She was a wildcard, he realized. Unpredictable and destructive, yet exciting and enticing. See, she had this way about her. It was one that spoke of mystery. Of champagne and red lipstick and good times. It made her the kind of woman men went to war for. She was dangerous,and he knew that-- holding more power and charm in one red fingernail than most women could in the entirety of their existence. But lord if he wasn’t ready for war. She was...she was a whirlwind of gold and blue and spices and songs. She was art, but she was no Mona Lisa. She was flowers and she was light and she was stars in an endless night. She was the feeling of warm breath, a whisper in his ear and that look in those eyes, like someone had added watercolor to the ocean during a storm. She was rain and perfume and shadows and whiskey. She was the very definition of intoxicating.
Enchanté.
He’d said it when they met.
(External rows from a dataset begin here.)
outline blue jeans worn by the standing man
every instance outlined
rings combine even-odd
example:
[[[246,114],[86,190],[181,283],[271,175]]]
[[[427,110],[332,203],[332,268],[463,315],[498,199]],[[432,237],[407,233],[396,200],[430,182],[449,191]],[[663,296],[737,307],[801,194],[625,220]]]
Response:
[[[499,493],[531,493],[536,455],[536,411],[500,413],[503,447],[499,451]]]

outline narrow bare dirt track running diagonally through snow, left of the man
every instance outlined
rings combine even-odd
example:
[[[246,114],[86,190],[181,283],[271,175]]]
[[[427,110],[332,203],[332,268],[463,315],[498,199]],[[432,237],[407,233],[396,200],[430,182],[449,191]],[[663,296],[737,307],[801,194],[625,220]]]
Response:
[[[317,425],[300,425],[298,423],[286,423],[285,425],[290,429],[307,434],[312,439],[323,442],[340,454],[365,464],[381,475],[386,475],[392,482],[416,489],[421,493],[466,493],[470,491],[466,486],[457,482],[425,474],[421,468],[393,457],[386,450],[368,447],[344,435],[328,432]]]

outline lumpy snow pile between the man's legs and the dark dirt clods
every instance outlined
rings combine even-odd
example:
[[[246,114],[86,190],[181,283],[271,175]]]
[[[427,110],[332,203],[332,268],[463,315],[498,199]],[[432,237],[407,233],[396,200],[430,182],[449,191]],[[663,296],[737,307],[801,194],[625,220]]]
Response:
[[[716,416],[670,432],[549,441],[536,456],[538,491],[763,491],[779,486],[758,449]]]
He’d meant it, too. Enchanted. And he was. It wasn’t some pleasantry, it wasn’t some banal attempt to seek an invitation into her world of secrets and surreptitious smiles for a night, it was the most honest, true thing he could summon to say to a truly astounding woman after years of utilizing the bare minimum of his charm to satisfy those that he was expected to use his smirks and seductions on. And she’d cocked an eyebrow, looked him up and down, and told him if he wanted to go to a real party to meet her downstairs in fifteen minutes, standing just close enough he could get a hint of her perfume. Just close enough for whatever spell she’d put on him to take effect.
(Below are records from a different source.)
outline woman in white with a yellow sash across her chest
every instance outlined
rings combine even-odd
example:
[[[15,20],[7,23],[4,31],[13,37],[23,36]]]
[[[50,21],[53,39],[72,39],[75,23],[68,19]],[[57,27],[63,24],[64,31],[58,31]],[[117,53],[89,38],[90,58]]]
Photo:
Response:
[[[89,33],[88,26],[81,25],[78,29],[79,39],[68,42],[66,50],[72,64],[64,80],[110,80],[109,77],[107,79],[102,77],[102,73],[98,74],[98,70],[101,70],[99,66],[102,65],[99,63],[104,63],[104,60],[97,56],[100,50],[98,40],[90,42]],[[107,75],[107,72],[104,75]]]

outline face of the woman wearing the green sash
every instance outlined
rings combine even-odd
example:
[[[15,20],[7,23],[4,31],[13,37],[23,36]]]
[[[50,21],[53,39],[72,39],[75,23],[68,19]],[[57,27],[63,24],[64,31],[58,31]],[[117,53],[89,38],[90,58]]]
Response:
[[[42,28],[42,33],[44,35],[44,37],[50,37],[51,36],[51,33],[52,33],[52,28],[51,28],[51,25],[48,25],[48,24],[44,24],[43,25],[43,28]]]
He wished he could say where they’d gone for sure that night, but that’s how the early days were with her--meetings in smoky little places with old music, good liquor, and great dancing that he’d never heard of. He barely remembered what city they were in. London...he thinks. All he knew was she’d handed him some mask, told him to put it on, and dragged him into some masquerade in a bar older than the idea of women like her, and whisked him irrevocably into her world. He’d accepted it, and thus began his dance with the hurricane. It was dangerous, it was unpredictable, it was irresponsible, it was fun. He was in a world of magic and stardust that shattered him like a snowglobe when he had to leave it, his only saving grace being a promise she’d return and a wink as she’d left him as the sun came up, seemingly only a creature that could exist under the magic of the moon.
That was their pattern for a while: her dropping into his life, luring him out of his everyday into her eternity with smiles and dances and dresses that looked like she’d rescued the wind and the stars and they’d decided to stick around to repay their debt and him realizing some eternities only lasted so long and that maybe she was just as unattainable as the wind and the stars that adorned her and resigned himself to that. That maybe he could be alright with this manic pixie dream girl impressing herself on his life and leaving far too soon. He liked to pretend she didn’t affect him, that every word of genius that passed through those lips like scarlet didn’t mesmerize him. He’d always been very good at lying to himself.
And then this earthquake of a woman shook the ground they were standing on.
She’d started dropping in more often, staying longer. She let him see more, let him glimpse the humanity this goddess hid. She was just as enchanting, just as unattainable, just as much the bird that had smashed the cage, she was just there and to her it was normal and she had this affect on him and he was going mad and he just couldn’t stand it. And so he’d broken. He’d called her things. Awful things. He’d called her a wild card. He’d told her she was a bloody queen of hearts that he’d allowed to take him for a jester. He’d accused her of playing with his heart. Of getting him addicted to something he’d never even tried. Of enchanting him. He took those words he’d first used to win her over to him, to speak to him, and he’d twisted them into something ugly, dismissing that look of hurt, of betrayal, of pain that stamped on the blossom of her face and then he’d screamed and begged her to either tell him why she was here and why she couldn’t just leave him alone or to just leave and finally let his poor heart out of its misery.
“I am here, you idiot man,” she had hissed, though he didn’t hear any malice behind it, only worry and something he couldn’t quite place, “because I made the mistake of falling in love with a boy at a party and I decided to wait and see just how long it would take him to realize he’d fallen in love with me, too.”
Oh.
Oh.
OH.
And then it was his turn to be the wild card, his turn to be the white rabbit leading Alice to Wonderland as he swept her up in his arms and kissed her in a way that would have made the screen stars of old proud. And he kissed her again. And again. And again, murmuring apologies in between each kiss for each awful arrow he’d just launched at her heart and her, forgiving him with each breath and apologizing in turn for things he really didn’t think she needed to apologize for, but understanding her and accepting them, recognizing the underlying sentiment all the same. And somewhere in between their kisses and their tears they’d made a promise to each other and come away new, entering into a spring of roses and old-fashioned escapades into worlds unknown. And suddenly life was diamonds.
Monika Blitz was a wildcard. But Oliver James was fantastic at playing the game.